On August 31, 2018, the Company completed the acquisition of Business Bancshares, Inc. (“BBI”) and its wholly owned subsidiary, The Business Bank of St. Louis, a full-service banking facility that operates from a single location. Upon the closing of the transaction, the Business Bank of St. Louis was renamed “Stifel Bank” and Business Bancshares, Inc. was renamed “Stifel Bancorp, Inc.” Stifel Bancorp, Inc. (“Stifel Bancorp”) is the holding company for Stifel Bank & Trust, and its wholly owned subsidiaries, and Stifel Bank. Under the terms of the merger agreement, each outstanding share of BBI common stock (except for shares of BBI common stock held by BBI as treasury stock) were converted into the right to receive 0.705 shares of our company’s common stock, with fractional shares settled with cash. We issued approximately 2.0 million shares for acquisition of BBI.

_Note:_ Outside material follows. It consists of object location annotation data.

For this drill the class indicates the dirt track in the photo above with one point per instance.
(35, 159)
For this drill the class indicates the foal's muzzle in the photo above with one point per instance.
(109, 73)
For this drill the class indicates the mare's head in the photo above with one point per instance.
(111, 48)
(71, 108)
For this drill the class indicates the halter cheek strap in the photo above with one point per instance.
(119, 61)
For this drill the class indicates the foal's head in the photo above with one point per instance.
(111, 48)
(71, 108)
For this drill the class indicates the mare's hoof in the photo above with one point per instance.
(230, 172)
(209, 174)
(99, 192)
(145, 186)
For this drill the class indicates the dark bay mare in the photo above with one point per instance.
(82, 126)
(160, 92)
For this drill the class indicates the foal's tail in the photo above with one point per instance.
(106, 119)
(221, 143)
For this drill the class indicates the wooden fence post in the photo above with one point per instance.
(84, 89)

We acquired approximately $507.8 million of loans, and $85.7 million of other assets (primarily cash and due from banks and investment securities). In addition, we assumed approximately $501.1 million of deposits and $21.9 million of other liabilities. Assets acquired and liabilities assumed were recorded at fair value. The fair values for loans were estimated using discounted cash flow analyses using interest rates currently being offered for loans with similar terms. This value was reduced by an estimate of probable losses and the credit risk associated with the loans. The fair values of deposits were estimated by discounting cash flows using interest rates currently being offered on deposits with similar maturities.

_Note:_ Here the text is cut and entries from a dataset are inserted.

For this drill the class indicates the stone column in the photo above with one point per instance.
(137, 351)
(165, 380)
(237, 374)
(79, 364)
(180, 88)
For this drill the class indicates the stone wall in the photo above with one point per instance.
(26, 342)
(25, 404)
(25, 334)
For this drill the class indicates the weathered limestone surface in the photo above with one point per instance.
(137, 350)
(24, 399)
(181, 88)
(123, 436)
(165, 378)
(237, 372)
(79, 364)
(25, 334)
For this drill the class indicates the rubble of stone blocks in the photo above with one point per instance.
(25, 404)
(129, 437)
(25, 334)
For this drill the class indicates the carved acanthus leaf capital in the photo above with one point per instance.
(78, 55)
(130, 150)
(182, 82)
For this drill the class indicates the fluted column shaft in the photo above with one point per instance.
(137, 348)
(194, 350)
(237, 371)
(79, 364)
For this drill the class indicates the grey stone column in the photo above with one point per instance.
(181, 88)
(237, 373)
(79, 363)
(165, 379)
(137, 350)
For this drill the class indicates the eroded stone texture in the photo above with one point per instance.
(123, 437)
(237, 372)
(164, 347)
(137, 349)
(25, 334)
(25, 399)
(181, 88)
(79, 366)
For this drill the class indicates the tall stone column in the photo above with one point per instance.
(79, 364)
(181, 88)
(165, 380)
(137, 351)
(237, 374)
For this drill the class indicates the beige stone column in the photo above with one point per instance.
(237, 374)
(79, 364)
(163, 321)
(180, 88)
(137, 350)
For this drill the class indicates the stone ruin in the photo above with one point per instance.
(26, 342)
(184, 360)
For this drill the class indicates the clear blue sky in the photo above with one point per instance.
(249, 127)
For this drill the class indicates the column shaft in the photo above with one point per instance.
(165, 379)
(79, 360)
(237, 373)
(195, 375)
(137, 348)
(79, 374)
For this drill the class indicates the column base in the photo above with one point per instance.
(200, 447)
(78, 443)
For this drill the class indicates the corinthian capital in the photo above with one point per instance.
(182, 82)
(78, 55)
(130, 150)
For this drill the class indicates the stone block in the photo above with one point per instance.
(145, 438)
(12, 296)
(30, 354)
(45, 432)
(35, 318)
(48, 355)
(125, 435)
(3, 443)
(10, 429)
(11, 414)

The acquisition was accounted for under the acquisition method of accounting in accordance with ASC 805, “Business Combinations.” Accordingly, goodwill was measured as the excess of the acquisition-date fair value of the consideration transferred over the amount of acquisition-date identifiable assets acquired net of assumed liabilities. We recorded $41.6 million of goodwill in the consolidated statement of financial condition, which has been allocated to our company’s Global Wealth Management segment. Identifiable intangible assets purchased by our company consisted of core deposits with an acquisition date fair value of $8.6 million.

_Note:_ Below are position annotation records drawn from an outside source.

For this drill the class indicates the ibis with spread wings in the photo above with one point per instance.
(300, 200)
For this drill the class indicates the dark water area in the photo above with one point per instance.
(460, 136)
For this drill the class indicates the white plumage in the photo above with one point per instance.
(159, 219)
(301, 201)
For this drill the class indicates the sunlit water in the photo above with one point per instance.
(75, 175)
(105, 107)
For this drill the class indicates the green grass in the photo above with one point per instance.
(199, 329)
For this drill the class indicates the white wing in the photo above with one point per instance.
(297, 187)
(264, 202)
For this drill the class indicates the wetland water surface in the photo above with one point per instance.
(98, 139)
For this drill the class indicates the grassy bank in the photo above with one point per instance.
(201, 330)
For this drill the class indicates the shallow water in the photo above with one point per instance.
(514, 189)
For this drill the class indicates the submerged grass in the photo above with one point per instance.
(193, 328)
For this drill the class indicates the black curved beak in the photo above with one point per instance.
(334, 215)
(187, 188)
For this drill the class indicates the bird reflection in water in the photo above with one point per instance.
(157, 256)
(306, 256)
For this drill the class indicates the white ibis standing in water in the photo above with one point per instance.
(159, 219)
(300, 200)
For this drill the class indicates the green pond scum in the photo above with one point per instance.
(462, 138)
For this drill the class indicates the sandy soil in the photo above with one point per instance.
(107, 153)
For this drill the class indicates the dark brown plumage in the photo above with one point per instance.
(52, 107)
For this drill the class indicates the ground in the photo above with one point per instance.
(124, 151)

The goodwill represents the value expected from the synergies created through the operational enhancement benefits that will result from the integration of the BBI business and its customer base.

Pro forma information is not presented, because the acquisition is not considered to be material, as defined by the SEC. The results of operations of BBI have been included in our results prospectively from the date of acquisition.


Ziegler Wealth Management

On March 19, 2018, the Company completed the acquisition of Ziegler Wealth Management (“Ziegler”), a privately held investment bank, capital markets, and proprietary investments firm that had 55 private client advisors in five states that managed approximately $5 billion in client assets. Ziegler provided its clients with capital-raising, strategic advisory services, equity and fixed income sales and trading, and research. The acquisition was funded with cash from operations.

The acquisition was accounted for under the acquisition method of accounting in accordance with ASC 805 (“ASC Topic 805”), “Business Combinations.” Accordingly, goodwill was measured as the excess of the acquisition-date fair value of the consideration transferred over the amount of acquisition-date identifiable assets acquired net of assumed liabilities. We recorded $19.0 million of goodwill in the consolidated statement of financial condition, which has been allocated to our company’s Global Wealth Management and Institutional Group segments. Identifiable intangible assets purchased by our company consisted of customer relationships and non-compete agreements with an acquisition-date fair value of $9.5 million.

The goodwill represents the value expected from the synergies created through the operational enhancement benefits that will result from the integration of the Ziegler business and of the hired financial advisors and the conversion of the customer accounts to our platform. Goodwill is expected to be deductible for federal income tax purposes.

Pro forma information is not presented, because the acquisition is not considered to be material, as defined by the SEC. The results of operations of Ziegler have been included in our results prospectively from the date of acquisition.